Rendons les choses un peu plus concrètes. Supposons que vous souhaitez sortir ce soir. Vous commandez votre place de cinéma en ligne et payez avec votre carte bancaire en scannant le code QR de Bancontact. Vous vous précipitez au ciné, vous vous enregistrez, vous ne pensez délibérément pas aux kilos de Noël, et vous achetez via Apple Pay un gros paquet de bonbons et un Coca Zéro. Grâce aux tokens, la chaîne de cinéma peut relier la transaction du matin et celle du soir à votre profil. Le commerçant peut ensuite vous activer avec des offres sur mesure, et vous offrir une expérience client unique.

Combler le fossé

Nous constatons que de nombreux acheteurs ignorent encore les programmes de fidélisation. Nos partenaires indiquent par exemple qu’environ la moitié des clients suivent un tel programme. Par contraste, en moyenne 80 % de la population belge préfère les méthodes de paiement alternatives à l’argent liquide, selon le rapport d’Adyen sur le commerce de détail. Les commerçants peuvent donc potentiellement combler un énorme fossé grâce à la tokenisation des cartes bancaires. Quoi qu’il en soit, il est important que les clients donnent toujours leur consentement explicite et s’inscrivent au programme de fidélité. Ceci peut d’ailleurs se faire directement via le terminal de paiement en coopération avec un partenaire.

Données en or

Les consommateurs sont des créatures d’habitudes. L’idée de remplacer un système aussi ancien que les Égyptiens est utopique et peu souhaitable.
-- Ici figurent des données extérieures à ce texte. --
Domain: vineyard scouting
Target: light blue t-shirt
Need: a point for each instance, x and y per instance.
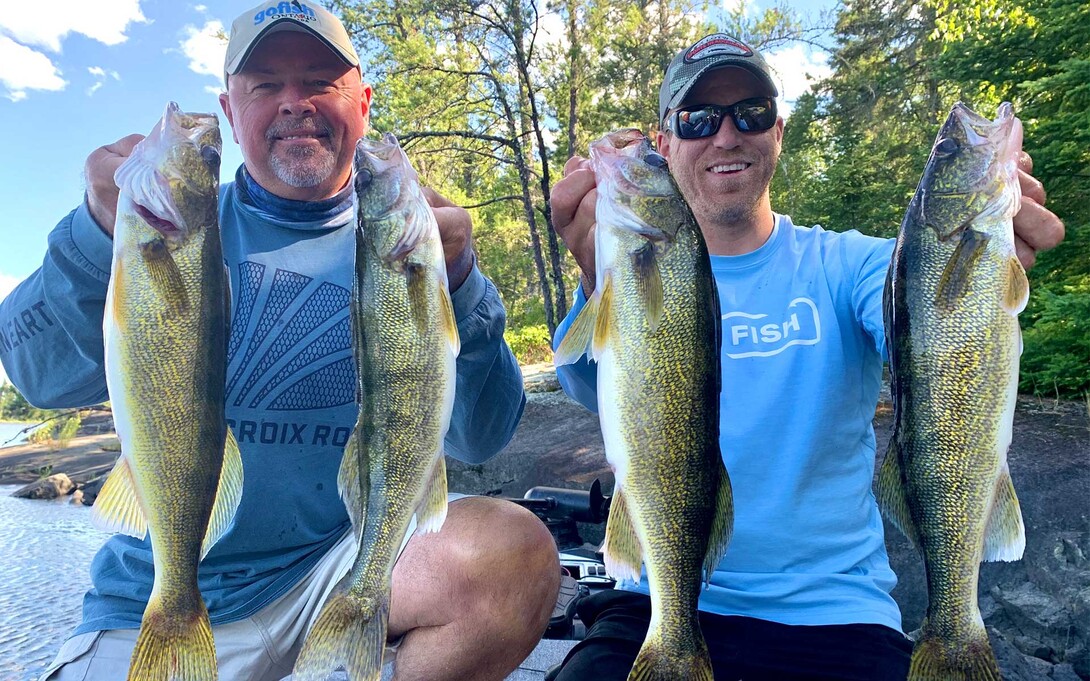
(802, 353)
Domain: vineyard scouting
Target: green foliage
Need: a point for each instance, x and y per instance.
(531, 344)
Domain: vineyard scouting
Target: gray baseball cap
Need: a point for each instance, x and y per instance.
(714, 51)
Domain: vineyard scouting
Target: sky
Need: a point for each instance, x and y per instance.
(84, 74)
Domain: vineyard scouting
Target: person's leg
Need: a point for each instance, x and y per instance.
(472, 600)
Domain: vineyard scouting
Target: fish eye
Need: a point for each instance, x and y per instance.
(655, 160)
(947, 146)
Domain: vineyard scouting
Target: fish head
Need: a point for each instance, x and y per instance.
(394, 214)
(636, 186)
(972, 170)
(172, 175)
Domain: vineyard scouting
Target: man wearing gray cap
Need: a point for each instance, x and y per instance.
(297, 105)
(803, 590)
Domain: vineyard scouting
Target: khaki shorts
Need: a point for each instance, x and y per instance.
(262, 647)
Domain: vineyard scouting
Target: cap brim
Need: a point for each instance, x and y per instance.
(760, 75)
(280, 25)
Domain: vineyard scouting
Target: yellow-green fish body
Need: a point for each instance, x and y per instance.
(952, 301)
(166, 355)
(406, 342)
(653, 328)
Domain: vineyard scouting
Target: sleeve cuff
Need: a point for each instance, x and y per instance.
(89, 240)
(468, 295)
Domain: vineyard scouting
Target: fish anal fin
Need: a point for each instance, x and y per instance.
(1005, 535)
(621, 547)
(892, 496)
(165, 276)
(1017, 292)
(958, 270)
(433, 508)
(118, 508)
(228, 495)
(722, 522)
(577, 341)
(650, 282)
(603, 325)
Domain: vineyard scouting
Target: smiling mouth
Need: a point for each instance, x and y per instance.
(728, 168)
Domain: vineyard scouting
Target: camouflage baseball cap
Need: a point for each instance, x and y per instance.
(714, 51)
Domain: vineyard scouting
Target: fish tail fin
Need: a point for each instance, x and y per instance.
(658, 663)
(173, 647)
(346, 636)
(934, 659)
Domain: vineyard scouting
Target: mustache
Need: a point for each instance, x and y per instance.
(305, 125)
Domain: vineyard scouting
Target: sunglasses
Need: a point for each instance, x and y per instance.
(749, 116)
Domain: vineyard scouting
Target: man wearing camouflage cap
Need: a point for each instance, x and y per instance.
(803, 590)
(297, 105)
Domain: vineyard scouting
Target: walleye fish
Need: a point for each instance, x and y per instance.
(180, 473)
(952, 301)
(404, 340)
(653, 327)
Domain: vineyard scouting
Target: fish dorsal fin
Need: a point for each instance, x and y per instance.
(118, 508)
(432, 511)
(228, 495)
(577, 341)
(722, 523)
(165, 276)
(353, 490)
(621, 550)
(650, 282)
(1005, 536)
(892, 497)
(958, 269)
(1017, 292)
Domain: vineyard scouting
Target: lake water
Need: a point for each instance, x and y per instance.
(46, 555)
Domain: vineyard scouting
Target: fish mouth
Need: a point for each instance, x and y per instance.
(162, 226)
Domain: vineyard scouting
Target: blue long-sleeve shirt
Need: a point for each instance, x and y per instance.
(801, 361)
(290, 387)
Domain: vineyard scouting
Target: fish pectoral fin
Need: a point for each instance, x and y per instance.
(1017, 292)
(621, 549)
(448, 319)
(1005, 536)
(166, 278)
(723, 523)
(349, 484)
(958, 269)
(228, 494)
(432, 511)
(650, 283)
(577, 341)
(891, 494)
(117, 508)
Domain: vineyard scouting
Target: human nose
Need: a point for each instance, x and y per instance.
(295, 101)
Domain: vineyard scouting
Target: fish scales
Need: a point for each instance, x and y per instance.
(953, 296)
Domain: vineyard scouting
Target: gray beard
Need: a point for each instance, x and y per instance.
(304, 169)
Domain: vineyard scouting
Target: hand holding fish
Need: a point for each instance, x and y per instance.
(456, 232)
(101, 189)
(1036, 227)
(572, 203)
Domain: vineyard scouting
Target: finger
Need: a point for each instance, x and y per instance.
(574, 163)
(1026, 255)
(1038, 227)
(1031, 187)
(569, 195)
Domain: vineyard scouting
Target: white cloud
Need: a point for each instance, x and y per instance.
(795, 69)
(23, 69)
(206, 48)
(105, 22)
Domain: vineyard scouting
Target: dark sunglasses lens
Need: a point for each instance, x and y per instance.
(699, 123)
(754, 117)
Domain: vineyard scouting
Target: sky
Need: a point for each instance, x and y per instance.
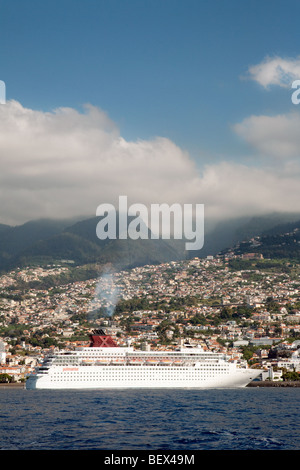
(170, 101)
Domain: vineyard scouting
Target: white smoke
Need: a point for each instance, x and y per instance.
(106, 296)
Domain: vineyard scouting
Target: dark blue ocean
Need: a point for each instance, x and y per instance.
(229, 419)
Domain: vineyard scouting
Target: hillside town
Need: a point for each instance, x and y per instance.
(244, 306)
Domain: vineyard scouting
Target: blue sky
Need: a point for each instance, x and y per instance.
(164, 68)
(169, 68)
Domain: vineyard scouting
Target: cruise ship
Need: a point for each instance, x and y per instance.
(105, 365)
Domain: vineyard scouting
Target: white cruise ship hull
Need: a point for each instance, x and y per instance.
(118, 377)
(104, 365)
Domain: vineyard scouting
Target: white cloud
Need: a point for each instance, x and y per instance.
(276, 71)
(275, 136)
(65, 163)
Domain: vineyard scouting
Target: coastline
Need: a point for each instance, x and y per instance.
(268, 383)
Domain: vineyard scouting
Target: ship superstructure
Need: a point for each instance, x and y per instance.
(103, 364)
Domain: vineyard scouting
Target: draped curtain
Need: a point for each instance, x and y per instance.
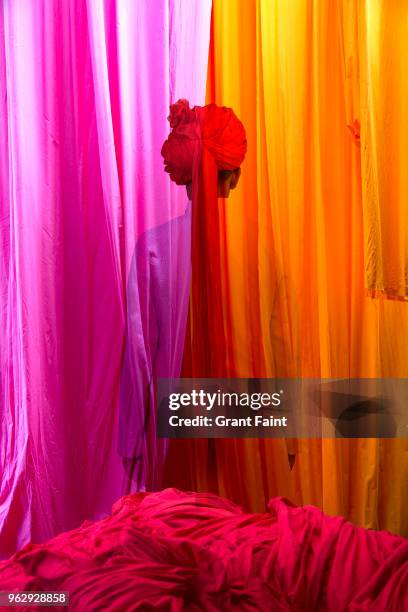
(85, 88)
(293, 242)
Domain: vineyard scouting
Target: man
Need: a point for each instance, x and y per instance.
(204, 152)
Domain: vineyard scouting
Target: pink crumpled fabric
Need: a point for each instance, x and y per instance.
(195, 551)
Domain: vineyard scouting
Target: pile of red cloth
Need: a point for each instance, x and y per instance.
(195, 551)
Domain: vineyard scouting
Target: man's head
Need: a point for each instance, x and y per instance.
(210, 131)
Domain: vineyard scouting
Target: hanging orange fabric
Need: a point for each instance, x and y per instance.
(292, 247)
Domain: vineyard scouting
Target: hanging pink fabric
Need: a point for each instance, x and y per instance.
(85, 87)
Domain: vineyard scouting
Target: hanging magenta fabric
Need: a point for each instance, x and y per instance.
(84, 93)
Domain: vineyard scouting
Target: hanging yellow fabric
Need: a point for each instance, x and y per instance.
(292, 244)
(383, 32)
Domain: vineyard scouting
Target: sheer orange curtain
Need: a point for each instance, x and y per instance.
(292, 247)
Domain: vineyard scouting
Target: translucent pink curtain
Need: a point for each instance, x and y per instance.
(84, 93)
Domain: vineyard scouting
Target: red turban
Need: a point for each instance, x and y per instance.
(204, 140)
(211, 128)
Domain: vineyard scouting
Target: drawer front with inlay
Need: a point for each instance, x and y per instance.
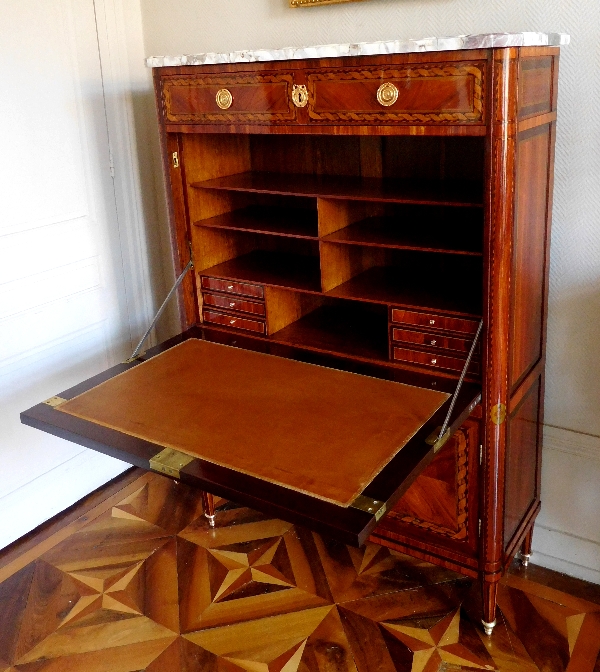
(234, 321)
(432, 359)
(218, 99)
(234, 304)
(462, 325)
(232, 287)
(427, 93)
(433, 340)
Au fil des ans, de nombreux commerçants ont mis en place d’excellents programmes de fidélisation, où le client est très bien suivi et récompensé pour sa loyauté. Le système doit tout simplement évoluer avec son temps. Aujourd’hui, les données de paiement valent de l’or. Les entreprises qui les utilisent et les combinent avec les programmes de fidélisation auront toujours une longueur d’avance. Quant aux gouttes de sueur à la caisse, elles ne nous manqueront certainement pas.